Apurba enjoyed reading Farthest Field, a book by Raghu Karnad, Girish Karnad’s son. Incidentally, Girish Karnad the veteran writer passed away today as I write this post.
Farthest Field is a nonfiction epic that tells the little known story of India’s role in WWII. There were over 2.5 million men who served in the Indian Army and though the war in Europe was fought on principles like freedom, there was a lot of hypocrisy on show. The Indian soldier who laid down his life was given a raw deal. Raghu Karnad had dismissed the pictures of three soldiers that hung on the wall of his ancestral house. It was only after his grandmother, a potential source of narration, had passed away that he learned about the lives of the characters, Manek, Ganny and Bobby, within that frame. The stories of these characters also weave the stories of Europe, North Africa, West Asia and Indo-China in those heady days of war.

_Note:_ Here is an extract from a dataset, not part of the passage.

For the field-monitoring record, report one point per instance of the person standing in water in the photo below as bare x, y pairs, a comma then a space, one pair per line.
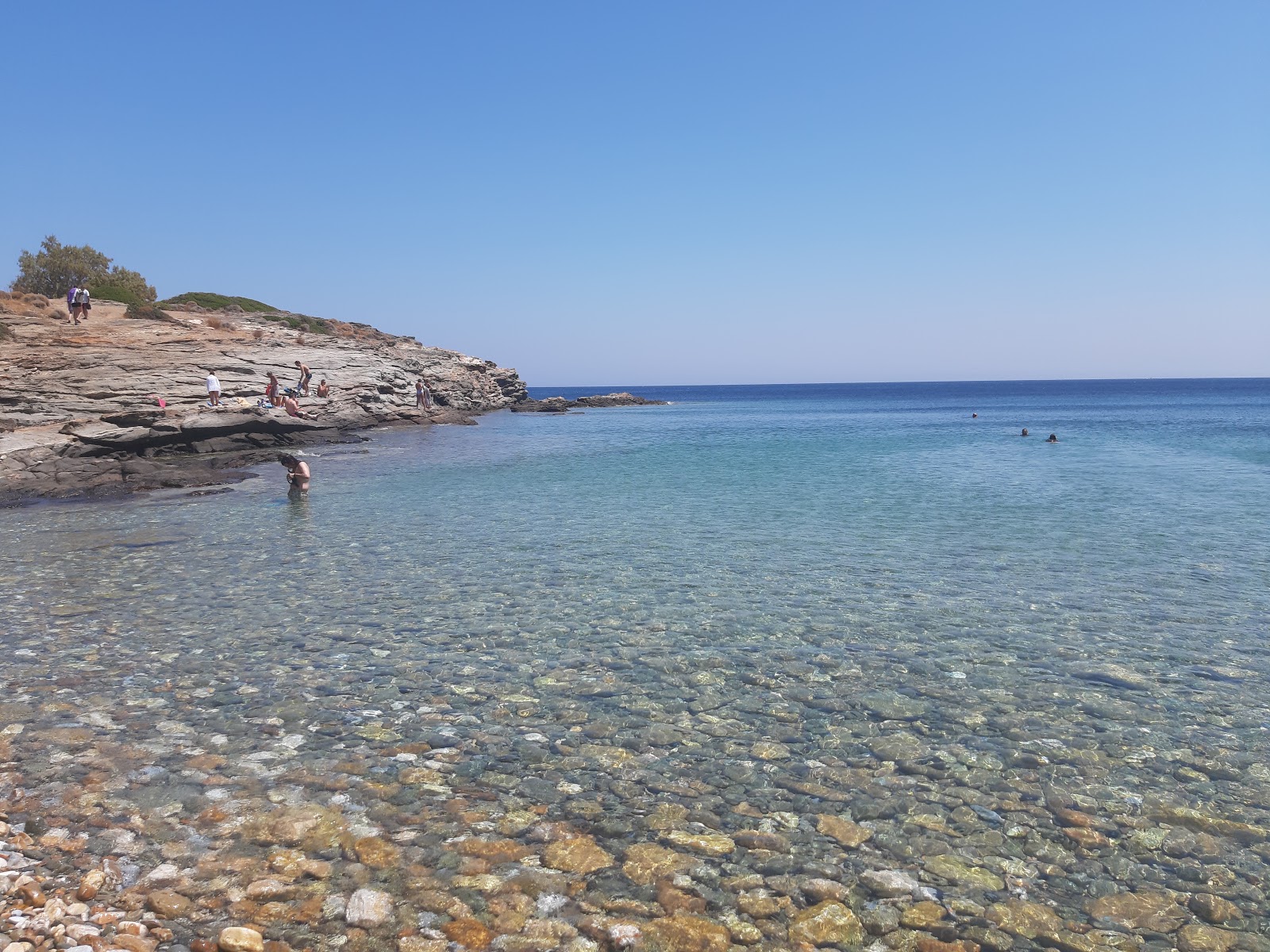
298, 474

“I couldn’t help thinking about the Bengal Famine too, in around the 1940s, and the discrimination that soldiers of color faced in the American army,” Apurba said about the marginalization that was the norm back in those days. She also advised us to go on historical walks like the Bangalore walks.

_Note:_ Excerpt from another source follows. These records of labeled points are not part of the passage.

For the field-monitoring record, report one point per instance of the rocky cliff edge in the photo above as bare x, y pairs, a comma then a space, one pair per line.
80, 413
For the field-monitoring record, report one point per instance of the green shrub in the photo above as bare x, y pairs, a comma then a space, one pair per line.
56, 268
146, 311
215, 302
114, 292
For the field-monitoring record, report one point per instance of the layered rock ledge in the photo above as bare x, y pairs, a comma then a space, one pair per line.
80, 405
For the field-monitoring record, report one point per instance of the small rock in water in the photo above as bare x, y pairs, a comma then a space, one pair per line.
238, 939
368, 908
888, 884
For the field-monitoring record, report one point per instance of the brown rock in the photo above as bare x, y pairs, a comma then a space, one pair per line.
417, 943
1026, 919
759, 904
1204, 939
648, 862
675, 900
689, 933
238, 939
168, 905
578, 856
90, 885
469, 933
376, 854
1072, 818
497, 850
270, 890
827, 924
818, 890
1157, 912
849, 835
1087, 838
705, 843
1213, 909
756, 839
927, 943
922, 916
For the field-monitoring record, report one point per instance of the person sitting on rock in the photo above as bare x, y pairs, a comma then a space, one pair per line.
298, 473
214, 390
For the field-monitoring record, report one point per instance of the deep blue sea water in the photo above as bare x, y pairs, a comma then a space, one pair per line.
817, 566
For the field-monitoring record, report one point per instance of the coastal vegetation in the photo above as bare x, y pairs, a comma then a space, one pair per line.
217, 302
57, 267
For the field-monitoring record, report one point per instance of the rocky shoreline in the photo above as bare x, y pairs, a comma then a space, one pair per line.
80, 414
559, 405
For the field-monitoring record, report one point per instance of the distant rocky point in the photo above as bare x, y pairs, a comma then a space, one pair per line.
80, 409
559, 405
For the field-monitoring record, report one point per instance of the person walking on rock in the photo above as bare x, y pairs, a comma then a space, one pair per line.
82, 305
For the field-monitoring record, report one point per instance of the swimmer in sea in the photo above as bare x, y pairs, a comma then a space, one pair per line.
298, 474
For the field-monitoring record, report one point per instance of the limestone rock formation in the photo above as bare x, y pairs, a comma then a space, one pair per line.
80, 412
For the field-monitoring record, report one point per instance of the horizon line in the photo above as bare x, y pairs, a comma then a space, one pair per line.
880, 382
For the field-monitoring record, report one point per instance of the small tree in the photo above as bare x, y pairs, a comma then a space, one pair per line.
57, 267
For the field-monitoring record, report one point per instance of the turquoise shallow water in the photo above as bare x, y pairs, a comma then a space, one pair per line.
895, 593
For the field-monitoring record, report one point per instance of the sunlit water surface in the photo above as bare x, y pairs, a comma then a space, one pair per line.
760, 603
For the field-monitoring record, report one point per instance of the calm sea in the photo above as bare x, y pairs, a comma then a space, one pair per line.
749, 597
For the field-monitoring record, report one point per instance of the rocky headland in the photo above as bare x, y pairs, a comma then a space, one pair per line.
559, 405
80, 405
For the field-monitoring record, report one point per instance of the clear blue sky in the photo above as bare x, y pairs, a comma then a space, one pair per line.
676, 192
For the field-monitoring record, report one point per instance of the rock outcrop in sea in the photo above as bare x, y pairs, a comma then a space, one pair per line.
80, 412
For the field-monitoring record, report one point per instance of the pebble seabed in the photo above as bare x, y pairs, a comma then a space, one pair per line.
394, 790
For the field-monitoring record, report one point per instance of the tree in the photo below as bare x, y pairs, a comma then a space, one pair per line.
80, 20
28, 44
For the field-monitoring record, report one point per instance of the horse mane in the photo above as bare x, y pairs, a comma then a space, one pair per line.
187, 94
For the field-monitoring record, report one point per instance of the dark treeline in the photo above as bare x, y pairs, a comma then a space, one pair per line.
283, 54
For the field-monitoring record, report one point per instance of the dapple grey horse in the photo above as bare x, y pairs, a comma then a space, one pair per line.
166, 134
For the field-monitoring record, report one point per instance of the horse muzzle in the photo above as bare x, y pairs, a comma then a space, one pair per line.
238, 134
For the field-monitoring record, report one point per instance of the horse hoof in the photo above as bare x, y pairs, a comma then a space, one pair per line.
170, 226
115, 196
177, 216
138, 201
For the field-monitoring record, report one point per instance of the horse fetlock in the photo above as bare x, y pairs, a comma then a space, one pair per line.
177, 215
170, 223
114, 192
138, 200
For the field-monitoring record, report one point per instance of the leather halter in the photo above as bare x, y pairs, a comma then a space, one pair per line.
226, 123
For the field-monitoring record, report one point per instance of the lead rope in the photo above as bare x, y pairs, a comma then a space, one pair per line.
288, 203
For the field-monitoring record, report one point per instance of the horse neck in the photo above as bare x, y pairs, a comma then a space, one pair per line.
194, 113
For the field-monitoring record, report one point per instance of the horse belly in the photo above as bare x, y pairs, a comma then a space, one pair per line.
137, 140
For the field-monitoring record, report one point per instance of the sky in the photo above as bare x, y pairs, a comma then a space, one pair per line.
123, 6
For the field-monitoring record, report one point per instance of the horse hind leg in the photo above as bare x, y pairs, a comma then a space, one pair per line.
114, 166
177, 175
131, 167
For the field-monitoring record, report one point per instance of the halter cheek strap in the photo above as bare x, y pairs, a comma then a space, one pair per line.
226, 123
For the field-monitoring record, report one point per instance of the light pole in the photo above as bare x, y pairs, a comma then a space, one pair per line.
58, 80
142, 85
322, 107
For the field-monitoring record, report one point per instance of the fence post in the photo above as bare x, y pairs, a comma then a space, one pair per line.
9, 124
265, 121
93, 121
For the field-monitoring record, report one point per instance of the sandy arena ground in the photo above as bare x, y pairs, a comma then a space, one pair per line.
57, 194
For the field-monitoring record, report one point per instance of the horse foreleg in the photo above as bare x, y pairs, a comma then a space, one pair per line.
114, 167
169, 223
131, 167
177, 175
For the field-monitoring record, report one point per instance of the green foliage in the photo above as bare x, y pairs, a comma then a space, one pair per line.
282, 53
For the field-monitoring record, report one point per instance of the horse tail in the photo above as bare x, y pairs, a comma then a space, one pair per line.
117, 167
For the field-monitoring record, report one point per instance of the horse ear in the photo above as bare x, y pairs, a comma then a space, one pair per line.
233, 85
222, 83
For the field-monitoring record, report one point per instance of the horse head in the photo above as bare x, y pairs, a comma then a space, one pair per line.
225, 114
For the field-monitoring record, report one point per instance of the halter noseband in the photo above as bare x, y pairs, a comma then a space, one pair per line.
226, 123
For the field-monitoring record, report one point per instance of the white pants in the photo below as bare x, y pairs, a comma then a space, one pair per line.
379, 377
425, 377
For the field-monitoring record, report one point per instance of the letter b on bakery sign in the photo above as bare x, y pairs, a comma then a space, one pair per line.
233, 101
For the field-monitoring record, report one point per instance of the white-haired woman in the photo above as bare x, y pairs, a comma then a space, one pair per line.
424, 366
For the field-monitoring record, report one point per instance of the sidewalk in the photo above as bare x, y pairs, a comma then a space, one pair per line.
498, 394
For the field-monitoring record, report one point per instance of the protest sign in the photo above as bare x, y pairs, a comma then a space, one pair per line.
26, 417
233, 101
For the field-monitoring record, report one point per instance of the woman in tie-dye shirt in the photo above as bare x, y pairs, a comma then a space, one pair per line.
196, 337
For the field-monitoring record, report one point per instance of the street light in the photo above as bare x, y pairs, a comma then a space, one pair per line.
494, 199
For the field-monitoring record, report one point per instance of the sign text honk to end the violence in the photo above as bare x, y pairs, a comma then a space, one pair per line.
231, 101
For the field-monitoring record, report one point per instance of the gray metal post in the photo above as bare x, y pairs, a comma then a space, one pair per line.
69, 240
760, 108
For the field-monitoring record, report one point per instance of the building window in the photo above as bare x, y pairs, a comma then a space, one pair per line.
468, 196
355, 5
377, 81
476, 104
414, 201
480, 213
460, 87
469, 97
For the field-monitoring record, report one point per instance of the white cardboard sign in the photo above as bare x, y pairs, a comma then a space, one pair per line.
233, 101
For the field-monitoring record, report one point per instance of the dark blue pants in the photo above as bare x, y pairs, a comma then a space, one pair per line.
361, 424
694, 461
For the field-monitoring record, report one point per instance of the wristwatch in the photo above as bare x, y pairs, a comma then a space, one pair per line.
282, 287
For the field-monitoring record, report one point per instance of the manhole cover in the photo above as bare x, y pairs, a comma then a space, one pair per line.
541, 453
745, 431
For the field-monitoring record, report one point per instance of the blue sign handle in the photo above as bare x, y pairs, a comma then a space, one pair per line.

Watch Raghu Karnad speak about his book here.
Another book that was mentioned in connection with the war was Panther Red One: The Memoirs of a Fighter Pilot by Air Marshal S. Raghavendran, a member of the small group of future fighter pilots who joined the Indian Air Force in 1947. Jaya spoke about a book called The Raj at War: A People’s History of India’s Second World War by Dr. Yasmin Khan., again a book about the largest volunteer army in history, the Indian army in pre-independent India. In this book, the reader learns about how the world war created seismic changes in the subcontinent. Another book this reminded me of was Narrow Road to the Deep North, a horrifying story of the building of an impossible railroad.

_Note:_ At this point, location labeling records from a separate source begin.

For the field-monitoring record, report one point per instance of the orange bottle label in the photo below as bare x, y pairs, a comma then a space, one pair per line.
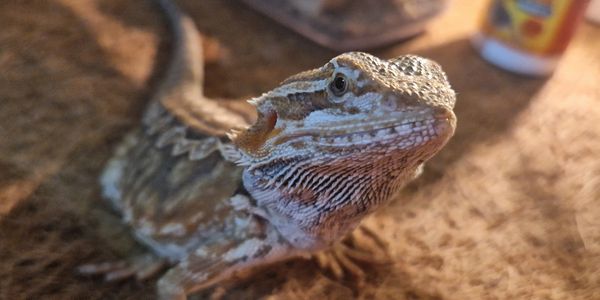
542, 27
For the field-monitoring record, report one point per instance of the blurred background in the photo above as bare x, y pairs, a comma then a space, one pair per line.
510, 209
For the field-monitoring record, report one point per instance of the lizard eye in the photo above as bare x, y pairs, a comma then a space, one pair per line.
339, 85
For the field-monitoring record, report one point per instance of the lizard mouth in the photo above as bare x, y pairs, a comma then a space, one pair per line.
415, 131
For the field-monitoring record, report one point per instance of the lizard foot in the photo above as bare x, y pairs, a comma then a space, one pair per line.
141, 267
362, 246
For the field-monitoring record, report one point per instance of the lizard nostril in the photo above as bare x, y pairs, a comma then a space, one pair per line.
390, 103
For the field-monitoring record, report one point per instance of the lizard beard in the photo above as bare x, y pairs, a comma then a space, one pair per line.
324, 198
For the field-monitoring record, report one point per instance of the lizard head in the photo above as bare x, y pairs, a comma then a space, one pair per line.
353, 102
357, 116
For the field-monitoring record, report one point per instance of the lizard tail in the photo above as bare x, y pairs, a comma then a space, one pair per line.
182, 81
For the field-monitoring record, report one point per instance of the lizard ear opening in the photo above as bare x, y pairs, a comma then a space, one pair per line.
253, 139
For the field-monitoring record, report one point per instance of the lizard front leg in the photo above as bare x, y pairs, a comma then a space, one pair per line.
210, 264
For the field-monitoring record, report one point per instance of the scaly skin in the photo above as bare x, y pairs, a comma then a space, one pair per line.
303, 165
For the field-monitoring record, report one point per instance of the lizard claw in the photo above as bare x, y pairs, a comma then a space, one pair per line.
361, 246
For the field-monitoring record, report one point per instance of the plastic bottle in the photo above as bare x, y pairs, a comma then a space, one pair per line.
528, 36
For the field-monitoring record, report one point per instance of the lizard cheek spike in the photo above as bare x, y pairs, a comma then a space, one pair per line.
295, 183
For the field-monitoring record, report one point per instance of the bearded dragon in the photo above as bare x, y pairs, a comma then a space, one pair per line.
215, 187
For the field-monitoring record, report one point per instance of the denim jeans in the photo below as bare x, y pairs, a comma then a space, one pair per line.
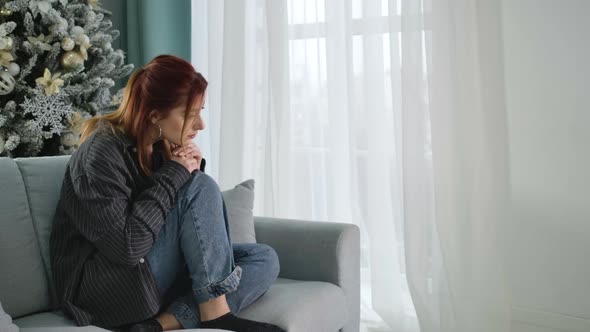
194, 261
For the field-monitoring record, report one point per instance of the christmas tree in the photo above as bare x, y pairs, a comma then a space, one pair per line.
57, 68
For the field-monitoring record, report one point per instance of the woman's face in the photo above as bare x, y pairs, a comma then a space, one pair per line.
172, 124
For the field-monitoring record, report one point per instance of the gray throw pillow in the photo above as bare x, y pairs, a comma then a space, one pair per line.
239, 203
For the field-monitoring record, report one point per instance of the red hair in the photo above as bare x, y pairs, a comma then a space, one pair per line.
164, 83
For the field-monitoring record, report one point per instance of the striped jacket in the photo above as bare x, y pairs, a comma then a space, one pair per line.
106, 221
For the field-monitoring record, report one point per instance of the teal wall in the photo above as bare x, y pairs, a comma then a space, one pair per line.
151, 27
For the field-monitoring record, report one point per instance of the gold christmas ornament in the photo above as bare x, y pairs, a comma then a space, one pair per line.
6, 83
8, 41
51, 83
5, 12
71, 60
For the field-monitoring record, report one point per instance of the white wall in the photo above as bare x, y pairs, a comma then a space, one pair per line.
547, 64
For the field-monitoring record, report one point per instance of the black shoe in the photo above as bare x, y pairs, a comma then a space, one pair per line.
148, 325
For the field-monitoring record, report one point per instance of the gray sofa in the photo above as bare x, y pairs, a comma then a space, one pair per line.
317, 290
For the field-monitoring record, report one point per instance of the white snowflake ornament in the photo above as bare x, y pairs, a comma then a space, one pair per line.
48, 113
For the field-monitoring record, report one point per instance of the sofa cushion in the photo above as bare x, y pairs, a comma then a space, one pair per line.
300, 306
57, 322
51, 321
43, 177
23, 281
239, 202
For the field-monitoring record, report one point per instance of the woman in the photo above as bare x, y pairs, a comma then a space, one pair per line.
140, 238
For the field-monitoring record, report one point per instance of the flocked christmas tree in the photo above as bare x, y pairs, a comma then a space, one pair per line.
57, 67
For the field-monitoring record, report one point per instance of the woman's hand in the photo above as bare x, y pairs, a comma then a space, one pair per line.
189, 151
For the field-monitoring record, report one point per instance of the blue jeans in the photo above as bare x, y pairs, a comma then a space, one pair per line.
194, 261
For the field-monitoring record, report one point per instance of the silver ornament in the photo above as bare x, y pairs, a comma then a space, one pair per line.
13, 68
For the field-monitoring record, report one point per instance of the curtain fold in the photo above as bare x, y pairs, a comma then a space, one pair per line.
384, 113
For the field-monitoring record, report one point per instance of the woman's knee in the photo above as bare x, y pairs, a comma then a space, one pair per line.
199, 182
271, 259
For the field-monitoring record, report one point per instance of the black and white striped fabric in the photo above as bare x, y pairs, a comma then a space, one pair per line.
106, 221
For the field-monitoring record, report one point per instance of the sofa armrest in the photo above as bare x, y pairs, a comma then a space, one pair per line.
317, 251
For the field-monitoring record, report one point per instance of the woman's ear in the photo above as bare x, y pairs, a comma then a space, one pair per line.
154, 116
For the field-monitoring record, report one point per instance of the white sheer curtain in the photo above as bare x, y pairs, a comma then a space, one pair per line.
386, 114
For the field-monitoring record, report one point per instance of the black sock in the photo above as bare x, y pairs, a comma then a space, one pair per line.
148, 325
231, 322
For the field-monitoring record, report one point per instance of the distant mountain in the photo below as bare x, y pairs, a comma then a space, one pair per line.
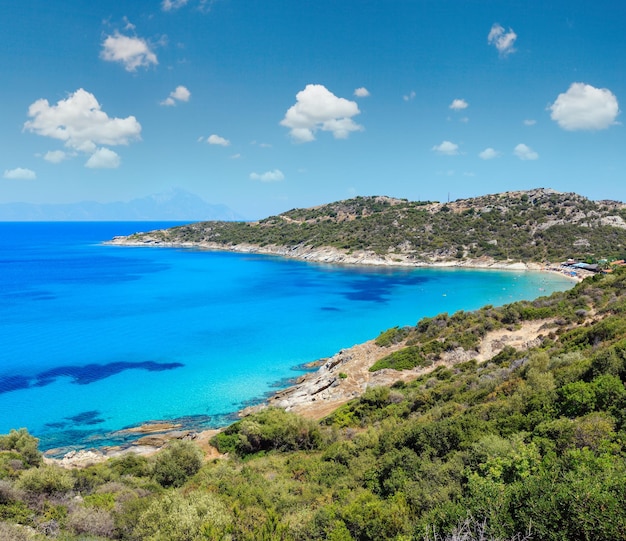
175, 204
534, 225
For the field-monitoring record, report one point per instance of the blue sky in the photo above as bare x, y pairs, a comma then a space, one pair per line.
268, 106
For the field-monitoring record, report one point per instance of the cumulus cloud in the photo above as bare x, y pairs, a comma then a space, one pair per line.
169, 5
103, 158
447, 148
19, 173
502, 40
459, 105
132, 52
55, 156
217, 140
269, 176
584, 107
488, 154
524, 152
317, 108
181, 93
81, 123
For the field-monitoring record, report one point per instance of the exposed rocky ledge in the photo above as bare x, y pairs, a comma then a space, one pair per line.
346, 375
328, 254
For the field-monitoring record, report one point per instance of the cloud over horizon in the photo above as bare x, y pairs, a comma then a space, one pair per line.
269, 176
132, 52
447, 148
80, 123
585, 107
180, 93
489, 154
458, 105
55, 156
524, 152
19, 173
502, 40
317, 108
215, 139
169, 5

Diwakar was particularly impressed by the sweet book 84 Charing Cross Road by Helene Hanff, a memoir detailing twenty years of correspondence between the author from New York and Frankie, a bookseller in London. In days like these when writing letters is almost impossible and postal services, which were once reliable, have now fallen into disuse in many parts of the world, a book about letters has its charm. Shanina mentioned how she writes letters to her little niece as their own secret way of communication, a charming story in its own right.
Helene Hanff was a scriptwriter with financial problems. She started writing letters to Frank in her quest for antiquarian books. It was the post World War scenario and UK was battling food shortages. Hanff began sending food packets to her new found friends. The letters are unique as they move from the breezy American style to the formal British one. The book was wildly popular and Hanff made a fortune when her book was adapted to radio, theater and a movie. It was her royalties from the book that helped her visit the UK for the first time. She has chronicled this in her second book- The Duchess of Bloomsbury Street.
Sticking to the World War II theme, Diwakar spoke about another interesting book that gave a new perspective of the war. Most books feature the Allied perspective and this one called First and the Last by Adolf Galland is a book from the Axis point of view. In a very dry and meticulous manner, Galland talks about war as nothing but statistics being raked up. Even personal loss means just another number in the war. Galland looks at how genius war strategy went horribly wrong.
Sushmith spoke the book Seven Years in Tibet, a memoir by Heinrich Harrer about his brilliant escape across the Himalayas and into Tibet. He was in the Himalayas when World War II broke out and then he was imprisoned by the British. He fled to Lhasa, the forbidden city and became friend and guide to the Dalai Lama who was then just a child. The book has been adapted into a movie too.